FBI veröffentlicht Details zu Lockbit

Gleichzeitig meldete sich auch das FBI zum Thema Lockbit zu Wort. In einem am 4. Februar veröffentlichten "Flash" (PDF) schreibt die US-Behörde: "Lockbit 2.0 arbeitet als Affiliate-basierter Ransomware-as-a-Service-Anbieter (RaaS) und setzt eine Vielzahl von Taktiken, Techniken und Verfahren (TTPs) ein, wodurch erhebliche Herausforderungen für Verteidigung und Minderung entstehen." Zu den TTPs würden gekaufte Zugänge, ungepatchte Schwachstellen, Insider-Zugänge und Zero-Day-Exploits gehören.
In der Meldung erwähnt das FBI weitere technische Details und Indikatoren zum Vorgehen von Lockbit. So heisst es: "Vor der Verschlüsselung verwenden Lockbit-Tochterunternehmen hauptsächlich die Stealbit-Anwendung, die direkt vom Lockbit-Panel bezogen wird, um bestimmte Dateitypen zu exfiltrieren. Die gewünschten Dateitypen können vom Partner konfiguriert werden, um den Angriff auf das Opfer zuzuschneiden."
Mit der auf Cybersecurity spezialisierten Newssite 'The Record' hat ein weiteres Medium direkten Kontakt zu einer Ransomware-Bande aufgenommen. Hier handelt es sich um die Bande Alphv, auch "BlackCat" genannt, die unter anderem im Verdacht steht, für den Angriff auf den deutschen Kraftstoff-Zulieferer Oiltanking verantwortlich zu sein.

Alphv / BlackCat: "Die Ergebnisse sprechen für sich"

Im Gespräch mit 'The Record' erklärt ein Alphv-Vertreter: "Zum Teil sind wir alle mit Gandrevil (Gandcrab/REvil), Blackside (Blackmatter/Darkside), Mazegreggor (Maze/Egregor), Lockbit usw. verbunden, weil wir Werbetreibende sind." Werbetreibende würden Software schreiben und einen Markennamen auswählen. "Ein Partnerschaftsprogramm ist nichts ohne Werbetreibende.
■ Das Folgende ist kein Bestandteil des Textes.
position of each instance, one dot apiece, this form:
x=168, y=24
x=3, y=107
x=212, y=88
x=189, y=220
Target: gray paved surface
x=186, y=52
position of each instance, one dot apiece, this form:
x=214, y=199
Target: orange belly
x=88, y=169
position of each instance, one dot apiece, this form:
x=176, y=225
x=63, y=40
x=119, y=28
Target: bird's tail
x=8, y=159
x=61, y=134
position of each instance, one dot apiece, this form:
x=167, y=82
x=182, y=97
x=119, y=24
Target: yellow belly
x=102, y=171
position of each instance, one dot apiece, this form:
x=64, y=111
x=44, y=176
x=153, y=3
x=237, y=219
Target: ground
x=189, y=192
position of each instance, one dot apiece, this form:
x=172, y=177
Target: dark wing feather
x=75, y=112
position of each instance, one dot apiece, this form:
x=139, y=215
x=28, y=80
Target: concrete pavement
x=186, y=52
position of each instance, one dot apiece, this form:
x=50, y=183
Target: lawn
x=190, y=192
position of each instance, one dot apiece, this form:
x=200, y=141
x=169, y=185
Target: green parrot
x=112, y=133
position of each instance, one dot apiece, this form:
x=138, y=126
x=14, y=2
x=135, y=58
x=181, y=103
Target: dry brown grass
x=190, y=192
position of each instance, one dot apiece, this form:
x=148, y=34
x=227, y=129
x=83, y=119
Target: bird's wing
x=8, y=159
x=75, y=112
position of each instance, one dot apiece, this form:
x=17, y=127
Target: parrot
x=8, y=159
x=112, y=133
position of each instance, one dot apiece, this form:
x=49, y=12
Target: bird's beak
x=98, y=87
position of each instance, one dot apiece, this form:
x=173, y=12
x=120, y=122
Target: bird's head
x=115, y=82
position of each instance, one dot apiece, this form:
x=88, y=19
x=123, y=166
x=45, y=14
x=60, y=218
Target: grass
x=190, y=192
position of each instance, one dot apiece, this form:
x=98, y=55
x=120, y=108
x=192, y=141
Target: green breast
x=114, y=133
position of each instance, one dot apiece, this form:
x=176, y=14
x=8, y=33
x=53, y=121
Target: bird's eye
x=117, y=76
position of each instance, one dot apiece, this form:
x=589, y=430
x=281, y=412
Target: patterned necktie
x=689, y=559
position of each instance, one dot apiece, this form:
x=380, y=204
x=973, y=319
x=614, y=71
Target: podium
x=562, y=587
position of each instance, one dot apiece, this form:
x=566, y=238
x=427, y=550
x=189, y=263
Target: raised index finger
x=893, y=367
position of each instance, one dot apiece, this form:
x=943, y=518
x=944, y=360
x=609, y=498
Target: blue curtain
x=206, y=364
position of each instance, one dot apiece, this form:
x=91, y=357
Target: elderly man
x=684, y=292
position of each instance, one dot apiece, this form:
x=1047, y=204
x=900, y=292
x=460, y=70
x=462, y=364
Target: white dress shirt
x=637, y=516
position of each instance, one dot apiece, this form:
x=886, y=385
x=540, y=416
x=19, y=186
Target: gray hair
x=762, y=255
Es gibt kein Rebranding oder eine Mischung von Talenten, weil wir keinen direkten Bezug zu diesen Partnerschaftsprogrammen haben."
Im Moment sei man aber nicht an einer Erweiterung der Zusammenarbeit "mit anderen Tochtergesellschaften" interessiert. "Wir arbeiten nur mit russischsprachigen Partnern zusammen."
Dann prahlt er: "Ohne Übertreibung glauben wir, dass es derzeit keine Konkurrenzsoftware auf dem Markt gibt. Zusätzlich zu hochwertiger Software bieten wir fortgeschrittenen Partnern die gesamte Palette an Dienstleistungen im Zusammenhang mit Lösegeld – Metaverse oder Premium-Concierge – nennen Sie es, wie Sie wollen. (…) Die Ergebnisse sprechen für sich."
Auf die Frage, ob Alphv eine "Dream-Team-Ransomware-Partnerschaft" aufbaue, heisst es: "Das geschah in der Planungsphase. Unser Hauptziel ist es, unser eigenes RaaS-Meta-Universum zu schaffen, das die gesamte Bandbreite an Dienstleistungen rund um unser Geschäft umfasst."